Fleetwood Sees Loss Narrow
Fleetwood Enterprises Inc.’s first-quarter loss narrowed after the largest U.S. maker of recreational vehicles eliminated jobs in response to lower demand for motor homes and manufactured housing, the company said Thursday.
The loss narrowed to $11.1 million, or 34 cents a share, in the quarter ended July 29 from a loss from operations of $19.9 million, or 61 cents, in the year-earlier period. Sales slid 22% to $720.1 million from $564.1 million.
Riverside-based Fleetwood plans to close five manufactured-housing stores, leaving the company with about 150 outlets, down from 188 stores at the end of the fiscal year ended April. The company expects to take two more quarters to reach inventory reduction goals, Treasurer Lyle Larkin said.

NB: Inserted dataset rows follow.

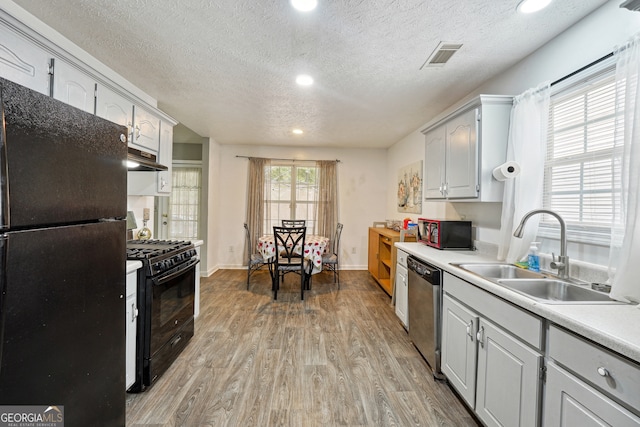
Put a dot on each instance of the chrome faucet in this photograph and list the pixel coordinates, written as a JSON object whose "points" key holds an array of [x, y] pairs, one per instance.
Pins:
{"points": [[562, 264]]}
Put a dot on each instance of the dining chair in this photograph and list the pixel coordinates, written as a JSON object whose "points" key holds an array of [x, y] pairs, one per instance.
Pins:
{"points": [[287, 239], [294, 223], [255, 261], [330, 259]]}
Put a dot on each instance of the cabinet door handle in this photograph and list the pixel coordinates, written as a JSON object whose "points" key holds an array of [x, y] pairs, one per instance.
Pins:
{"points": [[480, 336]]}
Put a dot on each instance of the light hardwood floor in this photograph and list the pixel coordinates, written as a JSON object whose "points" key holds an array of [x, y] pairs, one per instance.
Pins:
{"points": [[338, 358]]}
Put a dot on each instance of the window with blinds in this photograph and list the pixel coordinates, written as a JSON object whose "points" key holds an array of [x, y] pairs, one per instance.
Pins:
{"points": [[291, 193], [579, 179], [184, 203]]}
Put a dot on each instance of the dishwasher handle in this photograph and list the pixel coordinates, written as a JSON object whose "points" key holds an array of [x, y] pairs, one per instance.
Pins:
{"points": [[428, 272]]}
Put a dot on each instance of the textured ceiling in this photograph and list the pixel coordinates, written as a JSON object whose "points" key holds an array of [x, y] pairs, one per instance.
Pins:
{"points": [[226, 68]]}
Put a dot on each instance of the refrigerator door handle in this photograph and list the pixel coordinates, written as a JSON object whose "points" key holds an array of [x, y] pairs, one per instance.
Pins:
{"points": [[4, 172], [3, 288]]}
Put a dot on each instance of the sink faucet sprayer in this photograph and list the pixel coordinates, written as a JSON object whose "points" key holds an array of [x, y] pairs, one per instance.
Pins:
{"points": [[562, 264]]}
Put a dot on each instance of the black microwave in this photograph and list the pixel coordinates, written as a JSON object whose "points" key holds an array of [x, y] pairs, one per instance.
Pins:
{"points": [[445, 234]]}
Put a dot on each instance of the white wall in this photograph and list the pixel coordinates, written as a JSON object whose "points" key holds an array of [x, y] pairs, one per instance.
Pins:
{"points": [[590, 39], [362, 189]]}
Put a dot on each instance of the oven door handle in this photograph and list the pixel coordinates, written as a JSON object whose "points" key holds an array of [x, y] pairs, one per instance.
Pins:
{"points": [[173, 274]]}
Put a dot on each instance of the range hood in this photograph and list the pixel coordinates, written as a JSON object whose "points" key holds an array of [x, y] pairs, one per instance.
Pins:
{"points": [[138, 160]]}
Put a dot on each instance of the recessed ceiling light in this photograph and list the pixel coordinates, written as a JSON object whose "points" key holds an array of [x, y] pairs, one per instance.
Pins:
{"points": [[304, 5], [304, 80], [530, 6]]}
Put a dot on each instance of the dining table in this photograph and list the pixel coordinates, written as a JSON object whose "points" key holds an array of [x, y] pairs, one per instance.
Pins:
{"points": [[314, 247]]}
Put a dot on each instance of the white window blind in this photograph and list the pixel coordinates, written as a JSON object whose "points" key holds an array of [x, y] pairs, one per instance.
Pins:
{"points": [[291, 193], [184, 202], [579, 180]]}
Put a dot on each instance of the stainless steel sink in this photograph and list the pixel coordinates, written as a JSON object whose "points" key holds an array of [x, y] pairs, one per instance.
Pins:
{"points": [[553, 291], [539, 286], [500, 271]]}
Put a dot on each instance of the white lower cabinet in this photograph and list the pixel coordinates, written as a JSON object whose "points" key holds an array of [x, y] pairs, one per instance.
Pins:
{"points": [[131, 321], [572, 402], [588, 385], [495, 370], [401, 288]]}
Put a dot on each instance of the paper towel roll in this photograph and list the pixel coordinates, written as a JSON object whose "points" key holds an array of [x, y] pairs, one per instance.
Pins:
{"points": [[507, 170]]}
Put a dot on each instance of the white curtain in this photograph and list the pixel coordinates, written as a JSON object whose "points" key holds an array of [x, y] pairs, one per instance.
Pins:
{"points": [[625, 237], [527, 145]]}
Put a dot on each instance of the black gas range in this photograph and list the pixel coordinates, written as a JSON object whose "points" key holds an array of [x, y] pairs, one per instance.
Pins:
{"points": [[166, 293]]}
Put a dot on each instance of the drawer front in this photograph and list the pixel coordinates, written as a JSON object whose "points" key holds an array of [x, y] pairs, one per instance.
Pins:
{"points": [[522, 324], [613, 374], [572, 402], [402, 258]]}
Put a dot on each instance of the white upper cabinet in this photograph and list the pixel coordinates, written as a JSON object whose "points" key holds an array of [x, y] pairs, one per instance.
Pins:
{"points": [[72, 86], [144, 126], [23, 62], [462, 149], [114, 107], [461, 156], [434, 177], [165, 157], [146, 130]]}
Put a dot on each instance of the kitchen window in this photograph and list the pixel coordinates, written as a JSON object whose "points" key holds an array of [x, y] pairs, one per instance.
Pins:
{"points": [[184, 203], [291, 193], [579, 179]]}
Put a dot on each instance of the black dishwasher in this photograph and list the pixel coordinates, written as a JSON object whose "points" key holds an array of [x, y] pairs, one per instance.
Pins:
{"points": [[425, 311]]}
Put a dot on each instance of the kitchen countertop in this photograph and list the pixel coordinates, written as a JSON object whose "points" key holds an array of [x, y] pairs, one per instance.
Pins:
{"points": [[614, 326]]}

“They’re still not profitable, and it might not be until the fourth quarter in April that they might finally reach that,” said Michael Crawford, an analyst at B. Riley & Co., who rates the company a “neutral.” The firm has no investment banking relationship with the company.
Recreational vehicle sales declined 16% to $266.3 million as fuel prices rose. Manufactured housing revenue fell 26% to $290 million. Fleetwood trimmed about 7,000 jobs, or a third of its work force, and shut two motor-home plants and 10 manufactured-housing factories in the fiscal year ended in April.
Sales at Fleetwood’s manufactured-housing stores declined 45% in the quarter to $108.5 million, while the number of homes sold dropped 29% to 2,646.
Fleetwood stock fell 28 cents to close at $14.45 on the New York Stock Exchange. The shares have climbed 38% this year.